Il aura fallu du temps au cinéma américain pour transformer le séisme du 26 décembre 2004 en objet cinématographique. Clint Eastwood l'avait partiellement fait dans un volet d'«Au-Delà». Mais c'est finalement l'Espagnol Juan Antonio Bayona, qui n'avait jusque-là réalisé qu'un film d'horreur, qui s'est emparé à bras-le-corps de l'événement. Il s'est inspiré de l'histoire vraie d'une famille toute simple venue passer les vacances de Noël au bord de l'océan Indien. La vague géante les prit de plein fouet, lui (Ewan McGregor) dans la piscine avec deux de ses gosses, elle (Naomi Watts) emportée par les flots avec leur aîné. Ils survécurent, blessés, et n'eurent de cesse de se battre pour se retrouver. Allez savoir pourquoi, on ne doute jamais de leur réussite...

Success story au goût pas si amer que ça, «The Impossible» laisse l'horreur pure au vestiaire. Comme l'aîné qui détourne pudiquement le regard, la caméra ne donne à voir que ce qu'ont voulu voir les personnages: des paysages dévastés. Des autochtones sortis de nulle part, tels des anges gardiens, et y retournant aussitôt après leurs bonnes œuvres. Des Occidentaux désemparés qui se serrent les coudes tant bien que mal.

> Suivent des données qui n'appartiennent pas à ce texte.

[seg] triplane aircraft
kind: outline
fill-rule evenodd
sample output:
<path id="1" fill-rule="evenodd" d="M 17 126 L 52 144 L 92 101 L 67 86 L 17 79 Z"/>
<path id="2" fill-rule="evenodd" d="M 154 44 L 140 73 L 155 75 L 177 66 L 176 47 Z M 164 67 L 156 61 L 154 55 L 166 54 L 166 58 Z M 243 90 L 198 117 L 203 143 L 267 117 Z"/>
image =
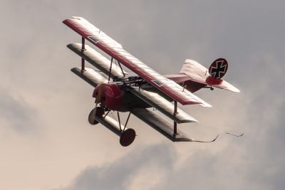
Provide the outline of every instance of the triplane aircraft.
<path id="1" fill-rule="evenodd" d="M 187 59 L 179 74 L 163 76 L 86 19 L 73 16 L 63 22 L 81 36 L 82 43 L 71 43 L 67 47 L 81 57 L 81 67 L 73 68 L 71 71 L 95 88 L 93 97 L 95 98 L 95 106 L 88 117 L 91 125 L 100 122 L 113 131 L 120 137 L 120 143 L 124 147 L 130 145 L 136 136 L 133 129 L 126 127 L 131 113 L 173 142 L 210 142 L 217 139 L 218 136 L 209 142 L 194 140 L 179 130 L 177 124 L 197 120 L 179 109 L 177 102 L 212 107 L 193 94 L 201 88 L 212 90 L 213 88 L 219 88 L 239 92 L 222 80 L 228 68 L 224 58 L 215 60 L 209 69 Z M 109 55 L 110 60 L 86 45 L 86 39 Z M 85 60 L 105 75 L 86 68 Z M 129 75 L 122 65 L 135 75 Z M 147 109 L 150 107 L 173 120 L 173 125 Z M 108 116 L 114 111 L 117 112 L 118 121 Z M 125 125 L 120 119 L 120 112 L 129 112 Z"/>

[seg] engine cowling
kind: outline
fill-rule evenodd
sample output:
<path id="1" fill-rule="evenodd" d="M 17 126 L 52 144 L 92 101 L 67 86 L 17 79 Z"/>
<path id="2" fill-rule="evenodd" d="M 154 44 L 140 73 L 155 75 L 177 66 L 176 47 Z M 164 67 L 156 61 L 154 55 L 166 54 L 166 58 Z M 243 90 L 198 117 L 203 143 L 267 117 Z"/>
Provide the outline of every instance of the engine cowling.
<path id="1" fill-rule="evenodd" d="M 95 102 L 101 103 L 112 110 L 118 110 L 122 107 L 122 90 L 115 83 L 101 84 L 93 91 Z"/>

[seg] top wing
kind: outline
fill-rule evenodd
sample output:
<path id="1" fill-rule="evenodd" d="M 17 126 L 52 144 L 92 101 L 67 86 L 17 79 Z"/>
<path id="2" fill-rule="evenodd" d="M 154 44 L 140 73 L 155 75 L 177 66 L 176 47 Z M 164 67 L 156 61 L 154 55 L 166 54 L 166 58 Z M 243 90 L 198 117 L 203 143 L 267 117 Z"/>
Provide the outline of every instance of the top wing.
<path id="1" fill-rule="evenodd" d="M 73 17 L 63 21 L 63 23 L 173 100 L 182 105 L 200 104 L 204 107 L 211 107 L 200 97 L 135 58 L 125 51 L 120 43 L 84 19 Z"/>
<path id="2" fill-rule="evenodd" d="M 208 69 L 195 60 L 187 59 L 180 72 L 186 74 L 192 81 L 202 83 L 222 89 L 226 89 L 232 92 L 239 93 L 239 90 L 232 85 L 224 80 L 212 77 Z"/>

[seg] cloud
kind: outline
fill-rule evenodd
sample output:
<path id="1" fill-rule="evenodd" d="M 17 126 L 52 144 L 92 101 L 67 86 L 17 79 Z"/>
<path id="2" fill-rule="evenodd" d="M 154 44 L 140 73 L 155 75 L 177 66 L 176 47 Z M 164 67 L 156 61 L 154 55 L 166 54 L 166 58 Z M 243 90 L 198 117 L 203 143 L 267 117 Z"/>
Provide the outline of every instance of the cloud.
<path id="1" fill-rule="evenodd" d="M 37 114 L 23 97 L 17 96 L 8 89 L 1 88 L 0 127 L 12 129 L 19 132 L 36 130 Z"/>
<path id="2" fill-rule="evenodd" d="M 172 169 L 175 154 L 165 144 L 139 147 L 111 164 L 88 167 L 72 185 L 58 190 L 150 189 Z"/>

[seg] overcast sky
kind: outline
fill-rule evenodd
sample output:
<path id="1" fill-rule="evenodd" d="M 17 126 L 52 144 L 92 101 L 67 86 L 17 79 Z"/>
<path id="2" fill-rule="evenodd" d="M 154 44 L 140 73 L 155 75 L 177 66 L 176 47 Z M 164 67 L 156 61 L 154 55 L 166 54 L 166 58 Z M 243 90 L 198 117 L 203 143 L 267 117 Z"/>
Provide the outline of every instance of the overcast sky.
<path id="1" fill-rule="evenodd" d="M 0 189 L 284 189 L 284 1 L 4 0 L 0 6 Z M 212 144 L 173 143 L 142 122 L 128 147 L 87 121 L 93 88 L 70 69 L 84 17 L 162 74 L 190 58 L 229 62 L 241 93 L 202 90 L 179 125 Z M 180 107 L 182 107 L 180 105 Z"/>

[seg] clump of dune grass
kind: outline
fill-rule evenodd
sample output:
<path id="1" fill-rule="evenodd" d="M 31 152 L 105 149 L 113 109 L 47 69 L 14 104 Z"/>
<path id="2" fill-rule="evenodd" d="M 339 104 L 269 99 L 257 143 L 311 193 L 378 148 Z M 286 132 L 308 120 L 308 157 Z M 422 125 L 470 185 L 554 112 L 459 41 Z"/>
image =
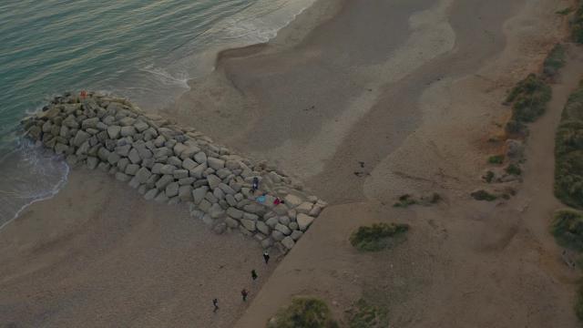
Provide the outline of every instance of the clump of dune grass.
<path id="1" fill-rule="evenodd" d="M 545 58 L 543 63 L 543 73 L 547 77 L 553 77 L 558 70 L 565 66 L 565 46 L 557 44 Z"/>
<path id="2" fill-rule="evenodd" d="M 328 304 L 315 297 L 295 297 L 292 303 L 278 311 L 268 328 L 339 328 Z"/>
<path id="3" fill-rule="evenodd" d="M 388 326 L 388 313 L 364 299 L 358 300 L 348 315 L 349 328 L 384 328 Z"/>
<path id="4" fill-rule="evenodd" d="M 408 231 L 408 224 L 374 223 L 358 228 L 350 236 L 350 242 L 358 251 L 378 251 L 390 247 L 395 238 Z"/>
<path id="5" fill-rule="evenodd" d="M 504 162 L 504 155 L 493 155 L 488 158 L 490 164 L 502 164 Z"/>
<path id="6" fill-rule="evenodd" d="M 512 119 L 517 123 L 534 122 L 551 99 L 550 87 L 536 74 L 529 74 L 510 90 L 506 102 L 512 105 Z"/>
<path id="7" fill-rule="evenodd" d="M 583 85 L 569 96 L 557 129 L 555 196 L 583 209 Z"/>
<path id="8" fill-rule="evenodd" d="M 557 210 L 550 232 L 559 245 L 583 251 L 583 213 L 569 209 Z"/>

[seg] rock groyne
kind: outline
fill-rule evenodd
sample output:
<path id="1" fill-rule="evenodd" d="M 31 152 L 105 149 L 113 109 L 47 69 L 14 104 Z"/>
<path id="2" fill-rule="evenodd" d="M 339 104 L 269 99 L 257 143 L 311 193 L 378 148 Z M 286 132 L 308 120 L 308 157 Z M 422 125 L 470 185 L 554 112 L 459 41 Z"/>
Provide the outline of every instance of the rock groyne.
<path id="1" fill-rule="evenodd" d="M 292 249 L 326 206 L 274 166 L 124 98 L 65 94 L 22 126 L 70 166 L 108 172 L 147 200 L 187 203 L 214 232 L 238 230 L 264 248 Z"/>

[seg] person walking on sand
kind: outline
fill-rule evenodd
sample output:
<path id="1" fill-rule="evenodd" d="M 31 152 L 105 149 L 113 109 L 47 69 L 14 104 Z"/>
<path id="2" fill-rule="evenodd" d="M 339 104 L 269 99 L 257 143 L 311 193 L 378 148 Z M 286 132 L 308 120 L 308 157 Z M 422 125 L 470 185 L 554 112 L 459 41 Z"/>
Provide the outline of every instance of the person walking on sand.
<path id="1" fill-rule="evenodd" d="M 214 313 L 217 312 L 217 310 L 219 310 L 219 300 L 213 299 L 212 300 L 212 305 L 215 307 L 215 309 L 212 310 L 212 313 Z"/>

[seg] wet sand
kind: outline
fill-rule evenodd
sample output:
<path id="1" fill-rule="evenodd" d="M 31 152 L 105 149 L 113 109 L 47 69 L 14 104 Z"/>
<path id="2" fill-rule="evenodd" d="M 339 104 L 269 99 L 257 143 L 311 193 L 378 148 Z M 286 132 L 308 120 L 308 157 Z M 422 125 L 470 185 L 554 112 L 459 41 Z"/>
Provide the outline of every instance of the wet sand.
<path id="1" fill-rule="evenodd" d="M 315 294 L 341 321 L 364 297 L 388 308 L 392 326 L 574 327 L 575 277 L 543 229 L 557 204 L 548 181 L 536 183 L 552 172 L 526 168 L 509 202 L 468 197 L 499 151 L 485 141 L 508 116 L 504 95 L 563 36 L 554 13 L 568 4 L 320 0 L 269 44 L 224 52 L 163 114 L 278 163 L 332 204 L 261 292 L 252 287 L 251 306 L 239 291 L 261 264 L 255 243 L 214 236 L 186 209 L 146 204 L 103 173 L 75 171 L 55 199 L 0 231 L 0 316 L 205 327 L 240 317 L 235 326 L 256 328 L 293 295 Z M 555 115 L 576 77 L 560 84 Z M 533 132 L 550 139 L 553 122 Z M 552 158 L 539 144 L 530 153 Z M 391 207 L 434 191 L 445 198 L 436 207 Z M 525 211 L 532 202 L 542 214 Z M 373 221 L 412 231 L 394 250 L 355 252 L 350 232 Z"/>

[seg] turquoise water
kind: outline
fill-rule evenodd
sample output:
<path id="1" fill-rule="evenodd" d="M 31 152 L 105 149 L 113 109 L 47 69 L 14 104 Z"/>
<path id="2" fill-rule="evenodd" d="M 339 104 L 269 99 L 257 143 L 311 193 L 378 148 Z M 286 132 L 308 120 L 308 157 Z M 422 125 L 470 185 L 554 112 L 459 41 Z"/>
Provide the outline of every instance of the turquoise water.
<path id="1" fill-rule="evenodd" d="M 66 177 L 59 159 L 18 138 L 26 113 L 80 89 L 163 108 L 188 90 L 188 79 L 212 70 L 218 51 L 267 41 L 311 3 L 0 1 L 0 226 L 23 204 L 54 194 Z"/>

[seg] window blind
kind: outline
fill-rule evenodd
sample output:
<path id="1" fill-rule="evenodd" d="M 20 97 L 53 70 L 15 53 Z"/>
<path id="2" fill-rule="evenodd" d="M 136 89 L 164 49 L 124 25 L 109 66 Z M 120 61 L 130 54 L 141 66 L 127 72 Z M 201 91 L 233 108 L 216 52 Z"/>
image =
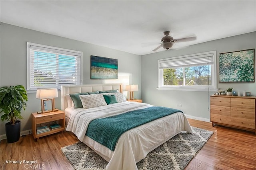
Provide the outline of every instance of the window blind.
<path id="1" fill-rule="evenodd" d="M 160 69 L 191 67 L 213 64 L 213 52 L 196 54 L 158 60 Z"/>
<path id="2" fill-rule="evenodd" d="M 29 89 L 82 84 L 81 52 L 28 45 Z"/>

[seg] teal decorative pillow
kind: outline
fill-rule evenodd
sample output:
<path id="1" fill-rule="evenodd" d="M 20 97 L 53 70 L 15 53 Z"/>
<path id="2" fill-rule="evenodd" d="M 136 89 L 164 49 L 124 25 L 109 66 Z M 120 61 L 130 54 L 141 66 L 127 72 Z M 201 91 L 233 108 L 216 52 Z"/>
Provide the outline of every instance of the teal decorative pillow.
<path id="1" fill-rule="evenodd" d="M 81 102 L 81 99 L 79 97 L 80 95 L 86 95 L 89 94 L 88 93 L 76 93 L 74 94 L 69 94 L 75 106 L 75 108 L 81 108 L 83 107 L 83 105 Z"/>
<path id="2" fill-rule="evenodd" d="M 99 94 L 100 92 L 98 91 L 97 91 L 94 92 L 88 92 L 88 94 Z"/>
<path id="3" fill-rule="evenodd" d="M 118 103 L 116 101 L 116 96 L 114 94 L 111 94 L 110 95 L 106 95 L 104 94 L 103 97 L 104 97 L 104 98 L 105 99 L 106 102 L 108 104 Z"/>

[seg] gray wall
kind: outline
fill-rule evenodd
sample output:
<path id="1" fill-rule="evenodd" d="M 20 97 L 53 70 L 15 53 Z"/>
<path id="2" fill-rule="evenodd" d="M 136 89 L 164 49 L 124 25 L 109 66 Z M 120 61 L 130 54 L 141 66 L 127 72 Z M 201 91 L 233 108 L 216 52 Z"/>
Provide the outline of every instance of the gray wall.
<path id="1" fill-rule="evenodd" d="M 231 86 L 235 90 L 245 90 L 251 92 L 252 95 L 255 96 L 255 82 L 218 82 L 218 54 L 250 49 L 256 49 L 256 32 L 191 45 L 180 50 L 174 49 L 143 55 L 141 57 L 142 99 L 144 102 L 154 105 L 180 109 L 191 117 L 199 117 L 205 120 L 209 119 L 209 96 L 214 92 L 157 90 L 158 60 L 216 51 L 217 88 L 224 90 Z M 177 104 L 182 104 L 182 107 L 177 106 Z"/>
<path id="2" fill-rule="evenodd" d="M 0 86 L 22 84 L 26 87 L 27 41 L 83 52 L 83 84 L 122 83 L 138 84 L 138 92 L 134 97 L 141 98 L 141 57 L 110 48 L 1 23 Z M 100 41 L 100 40 L 99 40 Z M 118 59 L 118 79 L 91 80 L 91 55 Z M 60 109 L 60 92 L 56 99 L 56 107 Z M 31 129 L 30 114 L 40 110 L 40 100 L 36 98 L 35 92 L 28 92 L 26 111 L 22 112 L 21 131 Z M 1 135 L 5 134 L 4 124 L 1 122 Z"/>

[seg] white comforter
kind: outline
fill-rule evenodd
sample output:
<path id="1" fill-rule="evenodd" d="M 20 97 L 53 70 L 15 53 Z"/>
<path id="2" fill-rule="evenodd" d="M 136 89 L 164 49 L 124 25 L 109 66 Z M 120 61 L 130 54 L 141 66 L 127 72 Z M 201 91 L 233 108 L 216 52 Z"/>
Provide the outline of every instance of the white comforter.
<path id="1" fill-rule="evenodd" d="M 137 170 L 136 162 L 148 153 L 181 131 L 192 133 L 184 114 L 178 112 L 132 129 L 119 138 L 115 150 L 85 136 L 89 123 L 94 119 L 106 117 L 137 109 L 152 106 L 148 104 L 124 102 L 84 110 L 74 111 L 66 130 L 109 162 L 108 170 Z"/>

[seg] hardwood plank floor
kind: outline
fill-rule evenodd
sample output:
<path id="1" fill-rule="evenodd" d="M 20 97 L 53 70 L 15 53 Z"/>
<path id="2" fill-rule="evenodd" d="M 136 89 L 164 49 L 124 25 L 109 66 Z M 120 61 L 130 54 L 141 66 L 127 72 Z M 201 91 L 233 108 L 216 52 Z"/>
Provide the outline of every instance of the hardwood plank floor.
<path id="1" fill-rule="evenodd" d="M 194 127 L 214 132 L 207 143 L 186 169 L 256 170 L 256 135 L 254 133 L 188 119 Z M 72 170 L 60 149 L 78 141 L 69 132 L 40 138 L 36 142 L 32 135 L 20 137 L 15 143 L 1 141 L 1 170 Z M 36 161 L 31 164 L 25 161 Z M 21 164 L 6 161 L 21 160 Z"/>

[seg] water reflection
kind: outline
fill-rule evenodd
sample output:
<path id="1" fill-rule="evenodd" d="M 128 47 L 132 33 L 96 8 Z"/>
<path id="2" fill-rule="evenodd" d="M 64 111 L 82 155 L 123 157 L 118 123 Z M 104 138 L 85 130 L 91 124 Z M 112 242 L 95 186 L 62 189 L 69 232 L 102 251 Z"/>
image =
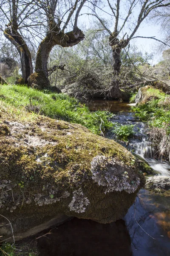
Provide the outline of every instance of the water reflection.
<path id="1" fill-rule="evenodd" d="M 123 220 L 101 224 L 75 218 L 37 241 L 41 256 L 132 255 L 130 239 Z"/>
<path id="2" fill-rule="evenodd" d="M 130 106 L 129 103 L 121 102 L 119 100 L 103 100 L 100 99 L 92 99 L 84 102 L 92 111 L 108 111 L 114 113 L 118 112 L 130 112 Z"/>
<path id="3" fill-rule="evenodd" d="M 170 255 L 170 202 L 169 197 L 140 191 L 124 218 L 133 256 Z"/>

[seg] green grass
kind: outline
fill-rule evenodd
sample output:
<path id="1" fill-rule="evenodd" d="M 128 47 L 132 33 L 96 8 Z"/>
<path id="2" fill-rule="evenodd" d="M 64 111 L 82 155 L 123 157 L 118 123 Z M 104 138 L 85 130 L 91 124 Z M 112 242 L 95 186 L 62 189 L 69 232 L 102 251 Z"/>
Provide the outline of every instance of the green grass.
<path id="1" fill-rule="evenodd" d="M 134 125 L 122 125 L 116 123 L 112 131 L 117 136 L 118 139 L 124 141 L 128 141 L 134 133 L 133 127 Z"/>
<path id="2" fill-rule="evenodd" d="M 21 253 L 21 250 L 17 250 L 15 246 L 9 243 L 4 243 L 2 245 L 0 246 L 0 256 L 20 256 L 20 255 L 25 255 L 26 256 L 34 256 L 36 253 Z"/>
<path id="3" fill-rule="evenodd" d="M 133 108 L 133 111 L 141 120 L 148 122 L 150 127 L 163 128 L 167 134 L 170 134 L 170 96 L 159 90 L 151 88 L 147 90 L 147 93 L 153 97 L 153 99 L 145 104 Z"/>
<path id="4" fill-rule="evenodd" d="M 26 86 L 4 85 L 0 87 L 0 100 L 8 111 L 20 114 L 25 110 L 55 119 L 81 124 L 92 132 L 100 134 L 112 126 L 108 111 L 91 112 L 76 99 L 65 94 L 44 92 Z"/>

C'est que «The Impossible» n'évite pas l'écueil des bons sentiments et des clichés. Même la scène la plus impressionnante du film, au cours de laquelle l'héroïne est emportée par le courant et malaxée comme dans le tambour d'une machine à laver, est gâchée par le plan final une main brandie hors de l'eau dans un très esthétique ralenti nimbé de lumière...

«The Impossible». De Juan Antonio Bayona. Avec Naomi Watts, Ewan McGregor, Tom Holland, Geraldine Chaplin.